There are many factors involved with the role reversal, most notably how the Golden Bears built their success from the ground up like the foundation of a house.
The architect is John Jessen.
Jessen coached the Golden Bears for 16 years and won a school-record 80 games before stepping down in 2011. He later returned to work behind the scenes and eventually took on co-coaching duties on the varsity with his former player, Esparza, a 2004 Bartlett graduate.
Together, they led the Golden Bears to 14 wins in their last 18 games.
“It’s been really fun,” Esparza said. “Our kids have bought into everything we’ve asked them to do. This group of seniors was our first group we kept down on the freshman team four years ago when we were getting our tails whipped on varsity,”
They’ve gone from being the welcome mat to stepping on opponents.
“It’s been building over the last couple of years,” said Esparza. “Coach J is our school’s all-time winningest coach and he coaches the freshman. I don’t know of any head football coach in America, myself included, that would volunteer to go down and do that.
“That’s where it all begins.”
Jessen is a master motivator and can recruit a kid to play football by just talking with him. They take all comers.
“Any boy with a pulse,” Esparza said with a laugh. “We don’t look for the big kid or the kid that was Pop Warner All-American. We look for character traits like commitment, work ethic. We have found that those kids make the best football players.”
Subsequently, Bartlett’s freshman numbers have exploded over the last four years; in fact, 61 of 147 players in the program are freshmen.

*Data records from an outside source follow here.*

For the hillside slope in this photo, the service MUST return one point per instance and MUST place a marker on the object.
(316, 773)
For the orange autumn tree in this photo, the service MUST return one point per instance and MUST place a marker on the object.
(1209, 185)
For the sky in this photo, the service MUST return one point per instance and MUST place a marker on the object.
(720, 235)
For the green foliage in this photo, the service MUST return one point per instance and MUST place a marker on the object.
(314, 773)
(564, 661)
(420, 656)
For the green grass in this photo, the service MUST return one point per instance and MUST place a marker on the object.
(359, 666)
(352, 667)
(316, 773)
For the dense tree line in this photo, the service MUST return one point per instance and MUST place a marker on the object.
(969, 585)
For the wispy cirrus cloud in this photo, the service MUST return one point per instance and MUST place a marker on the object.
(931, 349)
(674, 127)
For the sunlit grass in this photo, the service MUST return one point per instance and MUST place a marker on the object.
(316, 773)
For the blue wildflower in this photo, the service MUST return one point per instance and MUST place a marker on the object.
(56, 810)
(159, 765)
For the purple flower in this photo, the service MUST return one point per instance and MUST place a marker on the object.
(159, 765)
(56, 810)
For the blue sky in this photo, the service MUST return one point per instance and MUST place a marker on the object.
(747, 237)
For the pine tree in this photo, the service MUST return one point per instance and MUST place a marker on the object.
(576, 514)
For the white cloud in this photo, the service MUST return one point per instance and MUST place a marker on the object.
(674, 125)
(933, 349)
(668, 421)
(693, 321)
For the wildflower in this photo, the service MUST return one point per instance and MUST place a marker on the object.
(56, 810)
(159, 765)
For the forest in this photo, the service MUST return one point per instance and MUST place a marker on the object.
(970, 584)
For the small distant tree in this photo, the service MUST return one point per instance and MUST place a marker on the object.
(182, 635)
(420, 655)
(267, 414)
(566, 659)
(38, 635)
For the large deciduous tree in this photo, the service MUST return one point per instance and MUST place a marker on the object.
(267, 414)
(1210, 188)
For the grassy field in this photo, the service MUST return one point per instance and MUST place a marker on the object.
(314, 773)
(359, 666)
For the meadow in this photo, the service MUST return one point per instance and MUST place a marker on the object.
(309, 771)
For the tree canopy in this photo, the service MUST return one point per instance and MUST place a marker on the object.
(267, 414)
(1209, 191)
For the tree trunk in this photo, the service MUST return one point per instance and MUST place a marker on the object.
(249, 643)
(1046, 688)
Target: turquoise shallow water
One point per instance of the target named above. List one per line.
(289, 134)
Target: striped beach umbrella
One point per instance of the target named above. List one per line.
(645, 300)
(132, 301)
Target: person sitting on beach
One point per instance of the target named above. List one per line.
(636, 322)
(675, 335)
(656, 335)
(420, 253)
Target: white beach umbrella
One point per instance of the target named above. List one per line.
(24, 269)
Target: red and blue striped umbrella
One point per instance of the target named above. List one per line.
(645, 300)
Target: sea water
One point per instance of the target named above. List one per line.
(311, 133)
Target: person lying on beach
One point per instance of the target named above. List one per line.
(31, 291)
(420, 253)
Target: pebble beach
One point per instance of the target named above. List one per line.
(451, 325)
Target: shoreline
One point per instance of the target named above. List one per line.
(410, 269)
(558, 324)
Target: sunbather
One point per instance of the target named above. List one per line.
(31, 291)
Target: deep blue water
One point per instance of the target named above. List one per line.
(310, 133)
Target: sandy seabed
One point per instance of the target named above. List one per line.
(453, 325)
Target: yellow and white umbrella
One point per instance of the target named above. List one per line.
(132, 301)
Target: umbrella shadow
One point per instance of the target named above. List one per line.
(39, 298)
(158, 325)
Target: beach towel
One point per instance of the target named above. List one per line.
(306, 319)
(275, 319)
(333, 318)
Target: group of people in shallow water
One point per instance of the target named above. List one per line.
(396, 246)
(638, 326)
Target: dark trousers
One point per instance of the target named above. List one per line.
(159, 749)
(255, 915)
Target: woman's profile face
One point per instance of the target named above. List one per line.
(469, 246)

Esparza estimated half of his players had never played football before high school.
“It’s neat because with football kind of losing steam nationwide, at our school it’s alive and well,” he said. “We get them in, we develop them; they lift weights and drink milk and they get after it.”
Bartlett is averaging 55 points a game behind a wicked wing-T rushing attack that churned out 653 yards against Service, 518 yards against South and 520 yards against East the last three weeks.
“I don’t think it’s the offense as much as it’s the kids. We have really unselfish kids,” Esparza said. “We are blessed. We have super talented kids and they have worked their butts off.”
Van Williams is a freelance writer in Anchorage and a correspondent with the Alaska School Activities Association.